La consolidación del sector de telecomunicaciones en Europa da un nuevo paso adelante. El grupo francés Orange ha obtenido luz verde regulatoria en España para asumir el control total de MasOrange, culminando así el proceso iniciado tras la fusión con MásMóvil en 2024.
La autorización del Gobierno español se produce después del visto bueno previo de la Comisión Europea, que no detectó problemas de competencia en la operación. Con este respaldo, Orange queda en disposición de cerrar la adquisición del 50% que aún no controlaba, en una transacción valorada en torno a 4.250 millones de euros.
Luz verde regulatoria para la integración total
La aprobación por parte de las autoridades españolas elimina uno de los últimos obstáculos regulatorios para completar la operación. El proceso se enmarca dentro del control de inversiones extranjeras en sectores estratégicos, un requisito clave en infraestructuras críticas como las telecomunicaciones.
Desde Bruselas, el análisis se resolvió mediante un procedimiento simplificado, al considerar que el cambio de control no alterará de forma significativa la estructura del mercado.
De joint venture a control total
MasOrange nació en 2024 como resultado de la fusión entre Orange España y el grupo MásMóvil, dando lugar al mayor operador de telecomunicaciones del país por base de clientes.
El acuerdo original contemplaba la posibilidad de que Orange adquiriera el 100% del capital en un plazo de entre 24 y 42 meses. Con la operación ahora en marcha, el grupo francés avanza hacia un modelo de control total que simplifica su estructura y refuerza su posicionamiento en su segundo mercado europeo más importante.
Escala para competir en infraestructuras
La integración total de MasOrange responde a una lógica estratégica clara: ganar escala para sostener las crecientes inversiones en redes y servicios digitales.
En un entorno marcado por el despliegue de 5G, la expansión de la fibra y el crecimiento del tráfico de datos —impulsado por cloud e inteligencia artificial—, los operadores buscan estructuras más eficientes que les permitan competir y financiar infraestructuras cada vez más intensivas en capital.
Impacto en el ecosistema digital
La operación se inscribe en una tendencia más amplia de consolidación en el sector europeo de telecomunicaciones. El objetivo es reforzar la capacidad de inversión en redes de nueva generación y mejorar la competitividad frente a grandes actores globales.
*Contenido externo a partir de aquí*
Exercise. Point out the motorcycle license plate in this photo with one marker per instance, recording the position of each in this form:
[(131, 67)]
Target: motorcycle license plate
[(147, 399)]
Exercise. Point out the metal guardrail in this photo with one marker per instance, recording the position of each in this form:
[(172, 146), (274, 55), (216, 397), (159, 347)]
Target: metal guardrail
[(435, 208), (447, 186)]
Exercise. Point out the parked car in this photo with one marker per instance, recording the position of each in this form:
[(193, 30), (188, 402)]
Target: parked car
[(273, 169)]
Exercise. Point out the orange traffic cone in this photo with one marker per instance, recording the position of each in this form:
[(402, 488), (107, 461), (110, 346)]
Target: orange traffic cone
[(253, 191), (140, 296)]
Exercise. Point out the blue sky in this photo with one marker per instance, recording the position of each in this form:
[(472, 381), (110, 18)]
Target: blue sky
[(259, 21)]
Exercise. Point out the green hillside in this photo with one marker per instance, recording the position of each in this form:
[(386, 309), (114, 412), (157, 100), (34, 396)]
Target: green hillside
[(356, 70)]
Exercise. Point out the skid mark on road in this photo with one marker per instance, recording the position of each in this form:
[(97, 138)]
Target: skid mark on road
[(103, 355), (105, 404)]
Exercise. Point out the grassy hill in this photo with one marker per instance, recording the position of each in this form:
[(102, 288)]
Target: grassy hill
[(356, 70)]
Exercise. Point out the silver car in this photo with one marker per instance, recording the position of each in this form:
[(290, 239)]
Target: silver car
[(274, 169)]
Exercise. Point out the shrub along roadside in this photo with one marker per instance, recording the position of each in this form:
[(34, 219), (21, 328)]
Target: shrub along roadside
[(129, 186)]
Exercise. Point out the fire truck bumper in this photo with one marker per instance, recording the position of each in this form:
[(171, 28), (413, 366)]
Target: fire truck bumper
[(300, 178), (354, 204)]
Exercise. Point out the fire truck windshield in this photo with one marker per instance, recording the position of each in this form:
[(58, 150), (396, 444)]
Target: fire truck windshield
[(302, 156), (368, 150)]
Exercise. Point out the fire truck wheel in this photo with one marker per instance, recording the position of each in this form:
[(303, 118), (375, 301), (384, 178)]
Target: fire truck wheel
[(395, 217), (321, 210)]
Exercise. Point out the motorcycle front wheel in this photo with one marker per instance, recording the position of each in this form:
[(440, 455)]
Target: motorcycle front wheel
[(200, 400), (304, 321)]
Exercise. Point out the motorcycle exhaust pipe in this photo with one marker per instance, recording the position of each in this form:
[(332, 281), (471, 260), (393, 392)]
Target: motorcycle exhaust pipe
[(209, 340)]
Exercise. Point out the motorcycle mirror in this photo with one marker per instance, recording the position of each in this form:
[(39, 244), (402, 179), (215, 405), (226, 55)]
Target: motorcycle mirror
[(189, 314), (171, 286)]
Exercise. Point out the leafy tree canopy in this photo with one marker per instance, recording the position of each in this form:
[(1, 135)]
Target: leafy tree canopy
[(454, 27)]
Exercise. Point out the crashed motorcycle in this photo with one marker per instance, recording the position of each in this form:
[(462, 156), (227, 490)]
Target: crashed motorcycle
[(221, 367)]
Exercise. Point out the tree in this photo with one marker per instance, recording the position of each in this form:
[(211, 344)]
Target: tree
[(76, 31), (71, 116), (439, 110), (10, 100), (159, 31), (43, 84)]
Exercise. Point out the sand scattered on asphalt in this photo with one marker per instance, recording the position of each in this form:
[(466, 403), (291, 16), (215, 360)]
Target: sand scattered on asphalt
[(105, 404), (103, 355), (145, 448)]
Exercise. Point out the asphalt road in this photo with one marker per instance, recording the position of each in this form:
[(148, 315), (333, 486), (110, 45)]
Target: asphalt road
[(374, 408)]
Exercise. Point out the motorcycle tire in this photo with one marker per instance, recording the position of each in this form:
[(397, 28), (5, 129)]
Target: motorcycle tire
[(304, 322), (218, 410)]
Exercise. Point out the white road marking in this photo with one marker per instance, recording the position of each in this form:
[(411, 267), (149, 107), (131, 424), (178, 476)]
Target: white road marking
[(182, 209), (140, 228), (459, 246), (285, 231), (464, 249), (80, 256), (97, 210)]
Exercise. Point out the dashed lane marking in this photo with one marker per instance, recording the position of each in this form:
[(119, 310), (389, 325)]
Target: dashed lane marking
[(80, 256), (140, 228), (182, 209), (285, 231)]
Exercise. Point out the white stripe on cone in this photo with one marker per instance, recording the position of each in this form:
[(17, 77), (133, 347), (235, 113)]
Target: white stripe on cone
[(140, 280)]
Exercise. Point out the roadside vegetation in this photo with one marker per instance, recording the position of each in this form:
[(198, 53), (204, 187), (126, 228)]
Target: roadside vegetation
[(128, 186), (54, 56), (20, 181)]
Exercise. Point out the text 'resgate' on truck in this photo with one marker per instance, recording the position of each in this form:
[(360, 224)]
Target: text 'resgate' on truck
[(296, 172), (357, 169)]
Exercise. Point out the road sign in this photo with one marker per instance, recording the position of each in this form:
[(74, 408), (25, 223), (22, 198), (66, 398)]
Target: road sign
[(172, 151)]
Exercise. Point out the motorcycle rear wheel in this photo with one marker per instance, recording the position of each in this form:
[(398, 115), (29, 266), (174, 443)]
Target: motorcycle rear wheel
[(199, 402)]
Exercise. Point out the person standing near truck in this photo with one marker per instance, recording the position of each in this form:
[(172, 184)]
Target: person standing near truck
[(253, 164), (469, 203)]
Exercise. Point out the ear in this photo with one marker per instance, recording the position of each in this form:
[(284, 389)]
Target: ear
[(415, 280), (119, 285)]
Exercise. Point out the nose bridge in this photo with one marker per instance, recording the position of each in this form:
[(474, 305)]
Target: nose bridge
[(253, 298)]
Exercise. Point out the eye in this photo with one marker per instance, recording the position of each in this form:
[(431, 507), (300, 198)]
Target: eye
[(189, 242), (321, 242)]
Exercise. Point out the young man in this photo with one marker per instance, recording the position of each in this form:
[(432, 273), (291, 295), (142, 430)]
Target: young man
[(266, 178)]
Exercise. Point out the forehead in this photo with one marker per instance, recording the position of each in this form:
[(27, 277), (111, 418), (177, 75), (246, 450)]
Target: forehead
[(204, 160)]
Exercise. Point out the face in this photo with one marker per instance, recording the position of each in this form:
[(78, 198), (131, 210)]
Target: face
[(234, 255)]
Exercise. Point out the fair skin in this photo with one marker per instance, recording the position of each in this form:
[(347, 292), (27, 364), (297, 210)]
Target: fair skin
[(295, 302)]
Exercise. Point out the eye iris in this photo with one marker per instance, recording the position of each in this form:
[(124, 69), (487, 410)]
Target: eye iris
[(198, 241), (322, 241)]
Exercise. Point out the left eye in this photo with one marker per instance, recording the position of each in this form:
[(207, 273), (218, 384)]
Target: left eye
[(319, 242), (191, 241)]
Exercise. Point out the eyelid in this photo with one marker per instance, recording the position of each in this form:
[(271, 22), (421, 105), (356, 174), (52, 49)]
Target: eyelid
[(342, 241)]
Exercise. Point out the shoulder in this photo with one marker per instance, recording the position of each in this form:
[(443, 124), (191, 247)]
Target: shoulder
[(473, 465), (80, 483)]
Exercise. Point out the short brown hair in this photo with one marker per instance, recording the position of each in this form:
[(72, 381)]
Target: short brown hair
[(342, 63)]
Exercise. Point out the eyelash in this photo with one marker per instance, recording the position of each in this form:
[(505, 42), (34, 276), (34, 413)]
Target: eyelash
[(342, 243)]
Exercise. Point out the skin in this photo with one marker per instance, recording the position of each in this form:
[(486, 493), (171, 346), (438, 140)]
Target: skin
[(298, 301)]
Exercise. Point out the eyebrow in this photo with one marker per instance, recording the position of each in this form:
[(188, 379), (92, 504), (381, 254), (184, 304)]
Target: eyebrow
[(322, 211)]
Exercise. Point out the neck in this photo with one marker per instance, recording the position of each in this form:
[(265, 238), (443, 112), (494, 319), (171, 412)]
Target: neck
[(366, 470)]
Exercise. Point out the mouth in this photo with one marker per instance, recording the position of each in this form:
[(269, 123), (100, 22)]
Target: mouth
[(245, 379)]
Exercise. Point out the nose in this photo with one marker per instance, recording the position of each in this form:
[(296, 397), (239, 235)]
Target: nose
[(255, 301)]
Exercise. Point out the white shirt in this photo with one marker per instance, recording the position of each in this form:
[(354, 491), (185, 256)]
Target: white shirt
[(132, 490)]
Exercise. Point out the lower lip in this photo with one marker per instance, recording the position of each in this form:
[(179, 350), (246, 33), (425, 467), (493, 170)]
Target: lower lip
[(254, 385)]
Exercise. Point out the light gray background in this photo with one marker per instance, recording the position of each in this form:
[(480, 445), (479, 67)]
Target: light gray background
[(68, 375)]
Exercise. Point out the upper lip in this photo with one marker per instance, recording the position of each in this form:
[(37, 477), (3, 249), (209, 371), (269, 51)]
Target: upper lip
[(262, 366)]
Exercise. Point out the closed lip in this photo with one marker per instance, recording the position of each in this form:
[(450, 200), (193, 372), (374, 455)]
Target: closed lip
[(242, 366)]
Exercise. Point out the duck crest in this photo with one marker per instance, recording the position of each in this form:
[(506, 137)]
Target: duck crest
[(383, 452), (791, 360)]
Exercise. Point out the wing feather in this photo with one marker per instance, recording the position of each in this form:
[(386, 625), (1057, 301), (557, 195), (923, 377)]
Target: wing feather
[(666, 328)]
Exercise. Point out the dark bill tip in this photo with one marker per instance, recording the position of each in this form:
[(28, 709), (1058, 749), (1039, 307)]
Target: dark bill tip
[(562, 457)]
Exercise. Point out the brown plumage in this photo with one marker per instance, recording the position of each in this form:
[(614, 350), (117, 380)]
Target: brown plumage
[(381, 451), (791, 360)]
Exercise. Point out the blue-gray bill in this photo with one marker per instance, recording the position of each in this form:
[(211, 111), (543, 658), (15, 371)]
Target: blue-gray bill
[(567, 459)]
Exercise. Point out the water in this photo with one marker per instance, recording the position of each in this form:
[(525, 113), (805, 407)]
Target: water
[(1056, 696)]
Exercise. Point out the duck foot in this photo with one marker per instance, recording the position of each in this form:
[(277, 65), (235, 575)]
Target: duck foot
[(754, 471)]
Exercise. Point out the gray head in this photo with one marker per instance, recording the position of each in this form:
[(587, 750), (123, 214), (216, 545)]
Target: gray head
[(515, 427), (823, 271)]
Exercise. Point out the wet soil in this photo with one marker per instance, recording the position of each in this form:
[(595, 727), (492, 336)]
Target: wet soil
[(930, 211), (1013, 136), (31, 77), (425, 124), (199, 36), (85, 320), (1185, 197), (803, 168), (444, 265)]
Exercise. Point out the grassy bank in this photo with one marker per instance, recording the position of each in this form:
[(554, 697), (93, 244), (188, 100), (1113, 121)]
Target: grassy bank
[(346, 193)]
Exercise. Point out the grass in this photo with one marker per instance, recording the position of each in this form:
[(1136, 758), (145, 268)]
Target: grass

En el caso de España, la consolidación de MasOrange como operador bajo control único podría acelerar el despliegue de infraestructuras digitales clave, incluidas redes de fibra y conectividad para centros de datos, elementos fundamentales para el desarrollo del ecosistema cloud y de inteligencia artificial.
Cierre previsto en 2026
Con las principales aprobaciones regulatorias ya obtenidas, se espera que la transacción se cierre antes de mediados de 2026, una vez completados los últimos trámites administrativos.
La operación refuerza el papel de España como mercado estratégico dentro del mapa europeo de telecomunicaciones y subraya la importancia de la escala en la evolución del sector.